Die Dänen agierten wie aufgedreht und ließen die Belgier überhaupt nicht zur Entfaltung kommen. Joakim Maehle, Daniel Wass und Mikkel Damsgaard hätten die Führung vor der Pause ausbauen können. Die Belgier um ihren mit Eriksen befreundeten Stürmerstar Romelu Lukaku blieben in der ersten Halbzeit dagegen ohne Torchance.

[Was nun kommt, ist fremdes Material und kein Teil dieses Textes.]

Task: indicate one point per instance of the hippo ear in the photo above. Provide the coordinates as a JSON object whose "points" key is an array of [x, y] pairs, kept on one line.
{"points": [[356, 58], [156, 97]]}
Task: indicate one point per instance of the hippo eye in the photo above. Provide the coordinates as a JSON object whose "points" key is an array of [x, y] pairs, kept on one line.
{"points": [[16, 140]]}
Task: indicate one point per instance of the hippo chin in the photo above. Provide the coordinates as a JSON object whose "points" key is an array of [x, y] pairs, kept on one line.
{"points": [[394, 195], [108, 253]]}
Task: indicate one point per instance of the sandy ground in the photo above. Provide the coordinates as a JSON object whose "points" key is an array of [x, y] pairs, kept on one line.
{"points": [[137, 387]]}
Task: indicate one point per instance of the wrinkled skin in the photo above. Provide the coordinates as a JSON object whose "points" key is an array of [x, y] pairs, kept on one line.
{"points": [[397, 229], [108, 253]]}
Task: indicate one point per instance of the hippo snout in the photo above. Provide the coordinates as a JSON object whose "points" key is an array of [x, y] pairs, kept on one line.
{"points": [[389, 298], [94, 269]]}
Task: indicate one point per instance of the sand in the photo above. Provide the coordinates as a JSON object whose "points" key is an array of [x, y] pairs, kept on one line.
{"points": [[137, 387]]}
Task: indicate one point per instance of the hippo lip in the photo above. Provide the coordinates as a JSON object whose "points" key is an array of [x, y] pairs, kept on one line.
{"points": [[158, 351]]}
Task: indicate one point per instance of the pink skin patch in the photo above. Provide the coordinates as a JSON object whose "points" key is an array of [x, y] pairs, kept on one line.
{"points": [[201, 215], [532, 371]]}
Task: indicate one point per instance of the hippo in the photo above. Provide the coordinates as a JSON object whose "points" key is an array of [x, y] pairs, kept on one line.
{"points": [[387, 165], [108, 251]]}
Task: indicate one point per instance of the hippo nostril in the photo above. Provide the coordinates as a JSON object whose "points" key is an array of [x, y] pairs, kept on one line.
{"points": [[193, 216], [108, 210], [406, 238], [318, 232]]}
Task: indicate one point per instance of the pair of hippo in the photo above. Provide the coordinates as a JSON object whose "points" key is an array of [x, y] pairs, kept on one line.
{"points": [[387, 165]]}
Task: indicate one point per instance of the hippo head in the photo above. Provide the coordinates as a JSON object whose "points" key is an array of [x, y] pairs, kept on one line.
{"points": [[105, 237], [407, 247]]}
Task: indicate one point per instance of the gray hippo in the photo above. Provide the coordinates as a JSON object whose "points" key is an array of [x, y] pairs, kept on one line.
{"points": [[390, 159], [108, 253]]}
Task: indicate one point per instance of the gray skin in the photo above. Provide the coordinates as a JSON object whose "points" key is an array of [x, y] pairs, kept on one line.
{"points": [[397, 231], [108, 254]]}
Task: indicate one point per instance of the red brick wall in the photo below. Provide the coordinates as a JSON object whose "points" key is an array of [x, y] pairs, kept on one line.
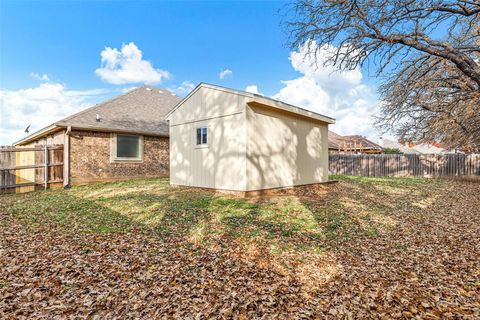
{"points": [[90, 158]]}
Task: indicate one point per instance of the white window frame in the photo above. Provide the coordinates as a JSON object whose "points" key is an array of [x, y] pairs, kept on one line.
{"points": [[113, 148], [201, 145]]}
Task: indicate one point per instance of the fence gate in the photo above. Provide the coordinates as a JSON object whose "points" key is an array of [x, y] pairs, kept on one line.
{"points": [[31, 168]]}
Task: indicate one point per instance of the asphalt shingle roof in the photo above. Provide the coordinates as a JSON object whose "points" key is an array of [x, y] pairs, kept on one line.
{"points": [[140, 110]]}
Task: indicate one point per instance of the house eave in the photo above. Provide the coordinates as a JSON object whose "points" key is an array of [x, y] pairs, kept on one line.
{"points": [[116, 130], [60, 125], [36, 135]]}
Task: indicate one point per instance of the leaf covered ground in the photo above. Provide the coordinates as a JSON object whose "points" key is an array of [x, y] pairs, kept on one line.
{"points": [[360, 248]]}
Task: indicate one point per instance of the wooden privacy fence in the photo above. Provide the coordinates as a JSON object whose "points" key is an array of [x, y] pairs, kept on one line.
{"points": [[405, 165], [28, 169]]}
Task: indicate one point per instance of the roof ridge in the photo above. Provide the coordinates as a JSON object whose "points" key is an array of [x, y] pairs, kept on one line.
{"points": [[102, 103]]}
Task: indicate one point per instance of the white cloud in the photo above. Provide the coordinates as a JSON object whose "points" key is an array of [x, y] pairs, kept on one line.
{"points": [[340, 94], [184, 89], [127, 66], [41, 77], [225, 73], [39, 107], [252, 89]]}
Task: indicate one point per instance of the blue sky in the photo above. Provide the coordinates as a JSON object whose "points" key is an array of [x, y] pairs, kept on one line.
{"points": [[50, 51]]}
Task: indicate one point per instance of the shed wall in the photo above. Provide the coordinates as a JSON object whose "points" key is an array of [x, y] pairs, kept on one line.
{"points": [[221, 164], [284, 149]]}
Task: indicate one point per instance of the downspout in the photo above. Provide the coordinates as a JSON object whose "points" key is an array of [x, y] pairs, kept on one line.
{"points": [[66, 158]]}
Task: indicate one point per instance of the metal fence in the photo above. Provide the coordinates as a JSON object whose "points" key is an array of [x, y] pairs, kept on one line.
{"points": [[27, 169], [406, 165]]}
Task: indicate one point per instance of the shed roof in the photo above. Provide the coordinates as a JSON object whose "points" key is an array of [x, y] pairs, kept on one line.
{"points": [[259, 99], [141, 110]]}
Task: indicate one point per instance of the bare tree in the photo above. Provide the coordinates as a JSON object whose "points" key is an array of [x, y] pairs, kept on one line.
{"points": [[427, 53]]}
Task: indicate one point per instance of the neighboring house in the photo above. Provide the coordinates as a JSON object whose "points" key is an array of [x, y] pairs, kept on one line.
{"points": [[125, 137], [412, 148], [353, 144], [386, 143], [233, 140]]}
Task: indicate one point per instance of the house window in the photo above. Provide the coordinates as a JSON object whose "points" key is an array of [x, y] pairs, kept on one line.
{"points": [[202, 136], [128, 147]]}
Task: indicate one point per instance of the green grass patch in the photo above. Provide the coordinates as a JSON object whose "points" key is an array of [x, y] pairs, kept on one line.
{"points": [[356, 207]]}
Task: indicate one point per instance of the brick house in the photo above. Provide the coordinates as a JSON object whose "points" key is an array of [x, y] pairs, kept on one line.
{"points": [[124, 137]]}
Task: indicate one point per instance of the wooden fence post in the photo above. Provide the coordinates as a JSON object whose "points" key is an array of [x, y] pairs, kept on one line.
{"points": [[46, 167]]}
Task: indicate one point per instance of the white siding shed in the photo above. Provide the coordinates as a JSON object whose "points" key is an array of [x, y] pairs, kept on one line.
{"points": [[245, 142]]}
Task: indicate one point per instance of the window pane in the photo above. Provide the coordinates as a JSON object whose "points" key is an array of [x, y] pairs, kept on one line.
{"points": [[128, 146], [204, 135], [199, 135]]}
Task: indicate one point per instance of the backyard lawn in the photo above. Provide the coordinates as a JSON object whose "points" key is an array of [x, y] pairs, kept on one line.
{"points": [[360, 248]]}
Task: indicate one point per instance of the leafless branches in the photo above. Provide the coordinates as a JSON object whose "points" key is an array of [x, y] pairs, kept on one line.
{"points": [[428, 52]]}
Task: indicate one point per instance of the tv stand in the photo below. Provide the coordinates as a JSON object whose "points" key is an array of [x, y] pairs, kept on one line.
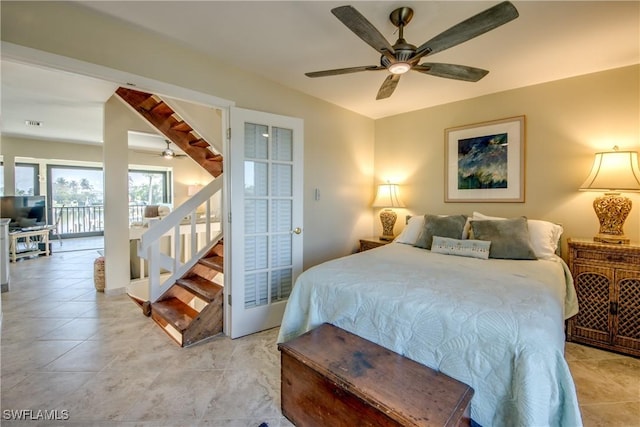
{"points": [[29, 242]]}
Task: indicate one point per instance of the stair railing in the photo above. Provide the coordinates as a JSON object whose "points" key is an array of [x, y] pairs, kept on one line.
{"points": [[203, 233]]}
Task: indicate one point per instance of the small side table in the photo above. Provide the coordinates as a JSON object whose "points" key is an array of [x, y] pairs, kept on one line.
{"points": [[372, 242]]}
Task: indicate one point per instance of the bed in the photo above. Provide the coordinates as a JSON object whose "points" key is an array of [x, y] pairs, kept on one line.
{"points": [[495, 324]]}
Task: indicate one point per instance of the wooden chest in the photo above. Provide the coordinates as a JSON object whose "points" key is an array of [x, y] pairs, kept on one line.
{"points": [[331, 377]]}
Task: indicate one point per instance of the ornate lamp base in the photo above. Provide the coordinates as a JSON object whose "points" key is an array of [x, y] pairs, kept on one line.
{"points": [[388, 219], [612, 210]]}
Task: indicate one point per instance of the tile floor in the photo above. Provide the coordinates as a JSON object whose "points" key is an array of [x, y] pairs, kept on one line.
{"points": [[66, 347]]}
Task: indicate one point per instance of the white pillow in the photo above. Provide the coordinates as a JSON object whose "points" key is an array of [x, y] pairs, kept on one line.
{"points": [[544, 235], [468, 248], [411, 231]]}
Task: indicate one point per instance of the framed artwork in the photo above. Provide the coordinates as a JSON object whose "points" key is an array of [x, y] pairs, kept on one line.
{"points": [[484, 162]]}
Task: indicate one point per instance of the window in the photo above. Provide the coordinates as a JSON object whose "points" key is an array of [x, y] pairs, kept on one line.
{"points": [[148, 187], [26, 179]]}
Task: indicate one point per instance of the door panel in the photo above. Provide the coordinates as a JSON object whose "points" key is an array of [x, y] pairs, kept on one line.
{"points": [[266, 217]]}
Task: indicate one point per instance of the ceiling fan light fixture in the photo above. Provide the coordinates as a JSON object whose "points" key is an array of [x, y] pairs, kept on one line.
{"points": [[399, 68]]}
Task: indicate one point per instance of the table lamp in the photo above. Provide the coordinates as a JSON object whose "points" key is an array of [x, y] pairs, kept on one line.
{"points": [[613, 172], [387, 197]]}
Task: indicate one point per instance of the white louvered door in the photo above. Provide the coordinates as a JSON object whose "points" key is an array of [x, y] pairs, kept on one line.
{"points": [[266, 154]]}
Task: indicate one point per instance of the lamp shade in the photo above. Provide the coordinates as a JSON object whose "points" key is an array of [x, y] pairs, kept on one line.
{"points": [[614, 171], [388, 196]]}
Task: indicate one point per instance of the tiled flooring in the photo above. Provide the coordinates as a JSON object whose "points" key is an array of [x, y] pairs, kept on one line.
{"points": [[69, 348]]}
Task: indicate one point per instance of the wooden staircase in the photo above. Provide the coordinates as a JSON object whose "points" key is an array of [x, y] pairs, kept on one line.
{"points": [[191, 310], [161, 116]]}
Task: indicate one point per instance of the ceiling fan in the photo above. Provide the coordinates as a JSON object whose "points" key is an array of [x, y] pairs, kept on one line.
{"points": [[168, 152], [403, 57]]}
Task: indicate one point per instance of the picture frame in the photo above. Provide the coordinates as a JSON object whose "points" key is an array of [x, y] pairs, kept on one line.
{"points": [[485, 162]]}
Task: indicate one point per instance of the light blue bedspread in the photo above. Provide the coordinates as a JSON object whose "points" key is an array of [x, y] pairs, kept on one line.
{"points": [[497, 325]]}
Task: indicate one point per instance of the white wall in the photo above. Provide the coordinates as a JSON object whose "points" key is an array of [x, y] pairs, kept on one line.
{"points": [[338, 143]]}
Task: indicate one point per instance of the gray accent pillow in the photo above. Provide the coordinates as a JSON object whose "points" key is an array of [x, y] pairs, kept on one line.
{"points": [[443, 226], [509, 237]]}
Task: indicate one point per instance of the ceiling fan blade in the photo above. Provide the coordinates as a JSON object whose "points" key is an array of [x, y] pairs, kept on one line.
{"points": [[452, 71], [364, 29], [344, 71], [388, 86], [466, 30]]}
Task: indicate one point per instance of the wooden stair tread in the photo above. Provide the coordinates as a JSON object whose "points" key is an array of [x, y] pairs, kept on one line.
{"points": [[181, 127], [214, 262], [174, 311], [170, 124], [203, 288], [199, 143]]}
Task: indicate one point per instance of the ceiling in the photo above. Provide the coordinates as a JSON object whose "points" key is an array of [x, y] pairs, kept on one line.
{"points": [[282, 40]]}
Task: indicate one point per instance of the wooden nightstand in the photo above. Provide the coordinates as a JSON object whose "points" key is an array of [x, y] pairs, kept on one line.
{"points": [[607, 281], [372, 242]]}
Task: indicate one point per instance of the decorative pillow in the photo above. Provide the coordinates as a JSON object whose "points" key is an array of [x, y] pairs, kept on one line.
{"points": [[26, 222], [444, 226], [469, 248], [544, 235], [411, 231], [509, 237]]}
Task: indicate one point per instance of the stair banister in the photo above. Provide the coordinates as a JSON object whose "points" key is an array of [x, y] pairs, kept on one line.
{"points": [[149, 245]]}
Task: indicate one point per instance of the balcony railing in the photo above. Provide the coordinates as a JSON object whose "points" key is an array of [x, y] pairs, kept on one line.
{"points": [[76, 221]]}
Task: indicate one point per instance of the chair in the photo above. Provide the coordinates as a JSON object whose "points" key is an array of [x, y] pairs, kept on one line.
{"points": [[54, 230]]}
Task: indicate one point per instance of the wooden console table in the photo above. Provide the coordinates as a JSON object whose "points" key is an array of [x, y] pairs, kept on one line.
{"points": [[29, 242]]}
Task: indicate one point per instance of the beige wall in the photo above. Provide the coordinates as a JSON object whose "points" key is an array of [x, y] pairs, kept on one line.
{"points": [[338, 144], [185, 171], [567, 121]]}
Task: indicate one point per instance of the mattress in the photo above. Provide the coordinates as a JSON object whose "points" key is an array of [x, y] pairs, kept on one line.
{"points": [[497, 325]]}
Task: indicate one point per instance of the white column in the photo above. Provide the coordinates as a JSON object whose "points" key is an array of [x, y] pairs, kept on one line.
{"points": [[116, 198]]}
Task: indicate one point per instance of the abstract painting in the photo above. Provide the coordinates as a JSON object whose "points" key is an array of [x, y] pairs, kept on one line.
{"points": [[485, 162]]}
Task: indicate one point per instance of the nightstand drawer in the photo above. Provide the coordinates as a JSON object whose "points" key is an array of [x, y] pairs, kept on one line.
{"points": [[606, 256]]}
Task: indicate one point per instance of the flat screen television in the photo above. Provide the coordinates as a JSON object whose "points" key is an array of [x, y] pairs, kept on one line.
{"points": [[24, 211]]}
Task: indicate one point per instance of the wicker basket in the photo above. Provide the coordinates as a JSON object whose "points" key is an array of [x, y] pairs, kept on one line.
{"points": [[98, 274]]}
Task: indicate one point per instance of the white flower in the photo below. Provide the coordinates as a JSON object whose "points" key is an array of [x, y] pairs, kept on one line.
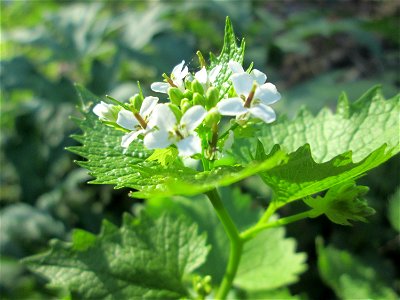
{"points": [[178, 74], [207, 78], [170, 131], [257, 75], [136, 122], [105, 111], [254, 96]]}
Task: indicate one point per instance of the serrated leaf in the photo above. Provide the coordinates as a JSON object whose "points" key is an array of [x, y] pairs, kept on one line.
{"points": [[200, 210], [349, 277], [334, 148], [360, 127], [110, 164], [394, 210], [144, 259], [164, 156], [230, 51], [269, 261], [342, 203]]}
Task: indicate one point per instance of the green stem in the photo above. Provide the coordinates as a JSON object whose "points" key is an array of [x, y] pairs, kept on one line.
{"points": [[236, 244], [233, 127], [272, 207], [252, 231]]}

Doch dann kam De Bruyne, der den EM-Auftakt gegen Russland (3:0) noch verpasst hatte. Der frühere Bundesliga-Profi des VfL Wolfsburg bereitete mit einem Querpass sofort den Ausgleich durch Thorgan Hazard vor. Wenig später gab auch Axel Witsel nach 159 Tagen sein Comeback. Der Mittelfeldspieler von Borussia Dortmund hatte sich Anfang Januar beim Spiel in Leipzig die Achillessehne gerissen.
Aus Respekt kein Jubel
Es war aber vor allem De Bruyne, der dem belgischen Spiel die zuvor vermissten Impulse gab. Der Blondschopf dirigierte nicht nur, sondern traf auch selbst mit einem Flachschuss ins kurze Eck zur Führung. Aus Respekt vor Eriksen bejubelte er seinen Treffer nicht.
«Meine Mannschaft hat einen unglaublichen Charakter und eine große Stärke gezeigt», sagte Belgiens Trainer Roberto Martinez. Und an die Adresse seines Matchwinners fügte er noch hinzu: «Kevin ist ein großartiger Spieler. Es ist nicht nur sein Talent. Es ist auch die Art, wie er arbeitet und wie er seinen Fähigkeiten vertraut.»